Clearly riled at being put in his place by a woman, Gloucester cut in with a glacial smile, ‘So you like to see men sweat, do you, Madame? Or perhaps it is blood you relish? If so, I fear you will be disappointed. We spar only with wooden swords – see!’ His squire had just placed the practice sword in his hand and he thrust it towards Catherine, making her jump back.

King Henry rounded on his brother furiously. ‘How dare you, sir! A knight never shows the point of his sword to a lady, let alone a queen, as well you know. You will apologise at once or consider yourself on a charge of treason!’

With a shaky laugh, Humphrey hastily drew back his weapon. ‘Steady, brother. It was only a play thrust, I meant no harm.’ Nevertheless, seeing the king’s fierce expression, his bow to Catherine was so abasingly deep, he almost kissed his own kneecap. ‘I humbly beg your grace’s pardon if I startled you.’

This was not enough for King Henry, who abruptly shoved his brother in the back, making him stumble to the ground. ‘On your knees, villain! Apologise on your knees!’ he ordered. ‘You have offended the queen, not merely startled her. I should make you eat dust.’

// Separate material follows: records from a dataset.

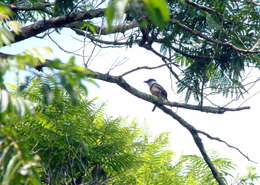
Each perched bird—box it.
[144,79,167,111]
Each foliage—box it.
[0,0,260,185]
[2,80,246,185]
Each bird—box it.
[144,79,168,111]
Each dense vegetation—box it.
[0,0,260,185]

Humphrey shot an astonished glance at Henry, as if expecting him to break suddenly into a laugh, before realising that he was fiercely in earnest and swivelling back to fall on his knees before Catherine. All bluster apparently gone, he bent forward to gather a handful of dirt from the ground which he held out to her and said, ‘On my knees I abjectly crave your grace’s forgiveness. If you so desire, I will indeed eat the dust from beneath your feet.’

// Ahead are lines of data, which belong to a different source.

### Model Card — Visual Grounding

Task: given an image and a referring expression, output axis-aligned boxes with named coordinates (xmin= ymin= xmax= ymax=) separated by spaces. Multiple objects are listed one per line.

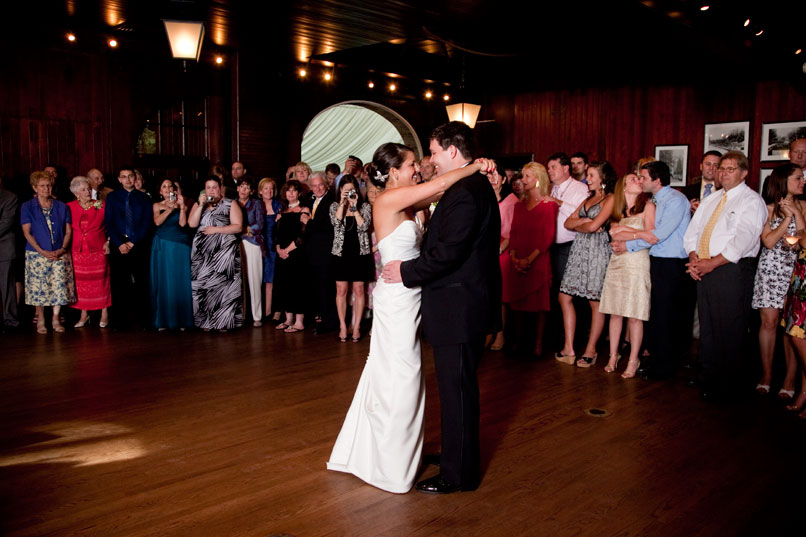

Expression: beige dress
xmin=599 ymin=215 xmax=651 ymax=321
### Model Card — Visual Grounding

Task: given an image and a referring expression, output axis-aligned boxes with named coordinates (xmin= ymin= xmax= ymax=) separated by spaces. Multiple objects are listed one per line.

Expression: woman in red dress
xmin=67 ymin=177 xmax=112 ymax=328
xmin=501 ymin=162 xmax=559 ymax=356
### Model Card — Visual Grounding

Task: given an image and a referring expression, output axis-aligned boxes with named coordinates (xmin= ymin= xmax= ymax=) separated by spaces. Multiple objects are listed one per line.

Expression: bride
xmin=327 ymin=143 xmax=495 ymax=493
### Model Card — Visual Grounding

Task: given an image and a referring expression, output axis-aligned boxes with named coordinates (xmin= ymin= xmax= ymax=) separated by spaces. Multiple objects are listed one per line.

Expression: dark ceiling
xmin=3 ymin=0 xmax=806 ymax=94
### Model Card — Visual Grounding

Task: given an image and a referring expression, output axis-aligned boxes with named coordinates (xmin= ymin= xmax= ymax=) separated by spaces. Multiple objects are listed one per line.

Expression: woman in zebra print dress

Catherine’s intense look of gratitude to the king surprised me and the determination of her riposte to the duke was equally unexpected. It was also delivered in French, which gave it added fluency and authority. ‘I crave dust as little as I crave blood or sweat, my lord Gloucester. But I demand and I will have the respect due to the wife of your king; so I will pardon your sword thrust, but I will not forgive any repeat of the disrespectful thrust of your original remarks.’

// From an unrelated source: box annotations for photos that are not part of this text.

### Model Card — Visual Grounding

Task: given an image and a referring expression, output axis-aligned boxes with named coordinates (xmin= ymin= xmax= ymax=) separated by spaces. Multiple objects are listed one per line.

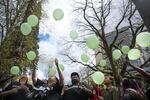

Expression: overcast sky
xmin=38 ymin=0 xmax=132 ymax=82
xmin=37 ymin=0 xmax=85 ymax=83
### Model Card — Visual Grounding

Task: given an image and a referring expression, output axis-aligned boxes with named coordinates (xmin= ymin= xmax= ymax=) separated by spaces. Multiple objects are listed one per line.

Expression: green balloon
xmin=20 ymin=23 xmax=32 ymax=35
xmin=53 ymin=8 xmax=64 ymax=21
xmin=81 ymin=53 xmax=89 ymax=63
xmin=10 ymin=66 xmax=20 ymax=75
xmin=91 ymin=71 xmax=105 ymax=85
xmin=136 ymin=32 xmax=150 ymax=47
xmin=121 ymin=46 xmax=130 ymax=54
xmin=59 ymin=64 xmax=65 ymax=71
xmin=48 ymin=67 xmax=57 ymax=76
xmin=112 ymin=49 xmax=122 ymax=60
xmin=26 ymin=51 xmax=36 ymax=61
xmin=86 ymin=35 xmax=100 ymax=50
xmin=70 ymin=30 xmax=78 ymax=40
xmin=99 ymin=60 xmax=107 ymax=67
xmin=128 ymin=49 xmax=141 ymax=60
xmin=27 ymin=15 xmax=39 ymax=27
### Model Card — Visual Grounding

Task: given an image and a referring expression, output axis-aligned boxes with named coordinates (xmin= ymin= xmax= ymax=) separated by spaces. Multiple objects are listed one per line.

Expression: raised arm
xmin=55 ymin=58 xmax=64 ymax=86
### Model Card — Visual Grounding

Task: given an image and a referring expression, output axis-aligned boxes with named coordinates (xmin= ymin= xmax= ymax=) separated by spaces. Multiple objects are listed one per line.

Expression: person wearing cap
xmin=0 ymin=75 xmax=32 ymax=100
xmin=32 ymin=59 xmax=64 ymax=100
xmin=63 ymin=72 xmax=92 ymax=100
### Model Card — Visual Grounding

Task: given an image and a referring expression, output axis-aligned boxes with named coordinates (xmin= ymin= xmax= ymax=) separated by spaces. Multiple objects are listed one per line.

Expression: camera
xmin=27 ymin=86 xmax=53 ymax=100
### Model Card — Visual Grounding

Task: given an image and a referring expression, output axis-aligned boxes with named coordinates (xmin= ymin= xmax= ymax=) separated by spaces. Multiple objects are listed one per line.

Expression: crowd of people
xmin=0 ymin=59 xmax=150 ymax=100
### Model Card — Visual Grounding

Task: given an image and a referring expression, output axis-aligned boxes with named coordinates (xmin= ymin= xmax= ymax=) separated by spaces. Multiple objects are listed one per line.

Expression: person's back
xmin=63 ymin=72 xmax=92 ymax=100
xmin=3 ymin=77 xmax=32 ymax=100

Humphrey was taken aback. Expecting only a formal acknowledgement of his insincere grovel, he was more than a little shocked by her robust rebuttal of his veiled insinuation that she might have an unnatural lust for blood and sweat, so it was a somewhat sullen Gloucester who rose, frowning, to his feet, backed away and followed his brother across the sand towards the row of pells at one end of the practice ground. I detected more than a trace of venom in the violent blows he immediately began to inflict on the quilted padding of the stout pell-post, a far cry from King Henry’s deft thrusts and lunges.

I noticed Walter Vintner approaching from the palace with an impressive-looking missive in his hand. He bent his knee to Catherine. ‘This has just come for the king, your grace; it is from the Duchess of Hainault and I believe his grace will want to consider its contents with all speed.’